The Fraidycat spec as I understand it

6 January 2023

Table of Contents

Kicks Condor’s Fraidycat is something that I’ve been working on porting to a self-hosted, headless Rust application for a while now. One of the things that makes this interestingRead “difficult." is its very type-fluid and apparently undocumented JSON format in which it stores parsing rules.

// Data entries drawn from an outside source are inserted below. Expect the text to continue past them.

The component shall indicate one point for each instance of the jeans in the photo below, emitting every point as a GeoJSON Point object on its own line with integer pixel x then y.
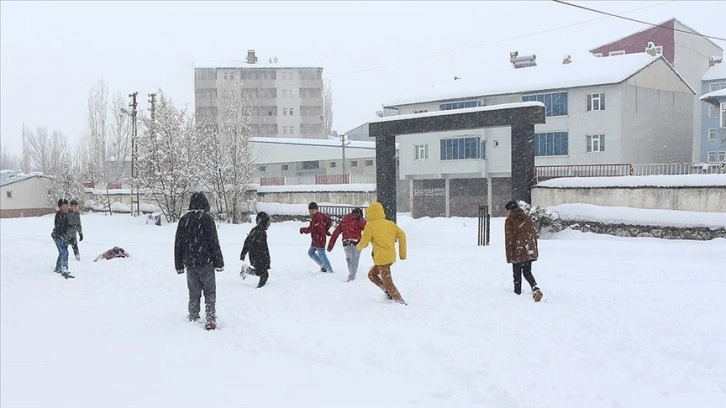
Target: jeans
{"type": "Point", "coordinates": [61, 264]}
{"type": "Point", "coordinates": [352, 256]}
{"type": "Point", "coordinates": [318, 255]}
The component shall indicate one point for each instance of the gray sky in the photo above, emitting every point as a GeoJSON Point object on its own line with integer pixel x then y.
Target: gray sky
{"type": "Point", "coordinates": [53, 52]}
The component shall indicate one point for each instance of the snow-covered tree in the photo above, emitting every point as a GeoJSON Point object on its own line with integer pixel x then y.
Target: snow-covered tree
{"type": "Point", "coordinates": [227, 160]}
{"type": "Point", "coordinates": [169, 153]}
{"type": "Point", "coordinates": [327, 107]}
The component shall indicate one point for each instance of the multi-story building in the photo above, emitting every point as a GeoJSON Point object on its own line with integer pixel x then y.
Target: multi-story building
{"type": "Point", "coordinates": [629, 109]}
{"type": "Point", "coordinates": [713, 115]}
{"type": "Point", "coordinates": [286, 101]}
{"type": "Point", "coordinates": [687, 50]}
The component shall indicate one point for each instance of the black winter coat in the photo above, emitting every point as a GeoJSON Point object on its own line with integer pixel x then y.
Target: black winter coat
{"type": "Point", "coordinates": [256, 245]}
{"type": "Point", "coordinates": [60, 228]}
{"type": "Point", "coordinates": [196, 242]}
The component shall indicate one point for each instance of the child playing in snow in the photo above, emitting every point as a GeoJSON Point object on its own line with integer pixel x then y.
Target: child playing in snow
{"type": "Point", "coordinates": [256, 245]}
{"type": "Point", "coordinates": [318, 230]}
{"type": "Point", "coordinates": [351, 226]}
{"type": "Point", "coordinates": [383, 234]}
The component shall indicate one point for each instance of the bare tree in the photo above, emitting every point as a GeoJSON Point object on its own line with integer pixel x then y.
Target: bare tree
{"type": "Point", "coordinates": [327, 107]}
{"type": "Point", "coordinates": [227, 160]}
{"type": "Point", "coordinates": [169, 151]}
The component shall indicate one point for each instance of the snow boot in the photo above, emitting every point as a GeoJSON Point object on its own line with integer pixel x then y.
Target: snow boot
{"type": "Point", "coordinates": [537, 295]}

In order to determine how best to implement this, I need to write a specification for the format such as I understand it from reading the source. So here that is.

Resolver

A Resolver is a set of rules for parsing a document into an RSS feed. Here is Fraidycat’s Atom Resolver:

  "atom": {
    "namespaces": {
      "atom": "http://www.w3.org/2005/Atom",
      "fc": "http://fraidyc.at/ext/1.0",
      "media": "http://search.yahoo.com/mrss/"
    },
    "rules": {
      "entry": [
        {"var": "out:title", "op": "./atom:title/text()"},
        {"var": "out:html", "op": ["./atom:content[@type='html']", "./atom:content[@type='xhtml']"]},
        {"var": "out:url", "op": ["./atom:link[@type='text/html' and @rel='alternate'][1]/@href",
          "./atom:link[@rel='alternate' or @type='text/html'][1]/@href",
          "./atom:link[not(@rel)][1]/@href", "./atom:id/text()"], "mod": ["url"]},
        {"var": "out:graphic:thumb", "op": "./media:group/media:thumbnail[1]/@url"},
        {"var": "out:publishedAt", "op": ["./atom:published/text()", "./atom:updated/text()"], "mod": ["date"]},
        {"var": "out:updatedAt", "op": "./atom:updated/text()", "mod": ["date"]}
      ]
    },
    "acceptXml": [
      {"op": "//atom:feed", "acceptXml": [
        {"var": "out:title", "op": "./atom:title/text()"},
        {"var": "out:photos:avatar", "op": ["./atom:logo/text()", "./atom:link[@rel='avatar']/@href"], "mod": ["url"]},
        {"var": "out:description", "op": "./atom:subtitle/text()"},
        {"var": "out:url", "op": ["./atom:link[@type='text/html' and @rel='alternate'][1]/@href",
          "./atom:link[@rel='alternate' or @type='text/html'][1]/@href",
          "./atom:link[not(@rel)][1]/@href"],
          "mod": ["url"]},
        {"op": "./fc:status", "var": "out:status", "acceptHtml": [
          {"var": "out:label", "op": "@label"},
          {"var": "out:type", "op": "@type"},
          {"rule": "entry"}
        ]},
        {"op": "./atom:entry", "var": "out:posts", "acceptXml": [
          {"rule": "entry"}
        ]}
      ]}
    ]
  }
Element Description
acceptText, acceptHtml, acceptXml, acceptJson The script (sequence of Rules) with which to parse the document. A Resolver must either implement exactly one of these or implement accept; it cannot do both.
accept A list of key names of Resolvers to attempt to divert to, in order. Resolvers implementing accept cannot implement any preprocessing fields (S: describe these.) They may post-process the result via patch.
arguments An array of local variables to extract from the user-provided URL. Must be specified with match. Correspond, in order, to capturing groups in the match regex. “0” is used as the first element of the array to represent the unneeded global match \0.
depends A list of key names of Resolvers to run before this one. Any local variables specified with arguments will be respected in the dependency’s execution environment.
match A regex to match the URL against. Resolution will proceed only on a successful match. Capturing groups may be stored in variables using arguments.
namespaces A mapping from XML namespaces to namespace URIs.
patch A script (list of Rules) to run on the result of the Resolver diverted to with accept. Must be specified with accept.
render ???????
request A list of headers. (S: What schema does this correspond to?) ???
rules A collection of named scripts (lists of Rules.)
url A URL to fetch the data from instead of the user-provided one, for instance to access an API instead of scraping a page. Respects local variables. Must be specified with match.

Rule

A Rule is a mapping from one or more nodes in the input document to a node in the output document.

Element Description
op A single selector or list of selectors to match against the input document.
var A single path in the output document at which to store the result.
acceptXml, acceptHtml, acceptJson, acceptText A script (sequence of Rules) to run on the result. accept is illegal.
rule The name of a script (list of Rules) to divert to. Cannot be specified with any other field.
mod A list of post-processing functions to run, in order. (S: document these.)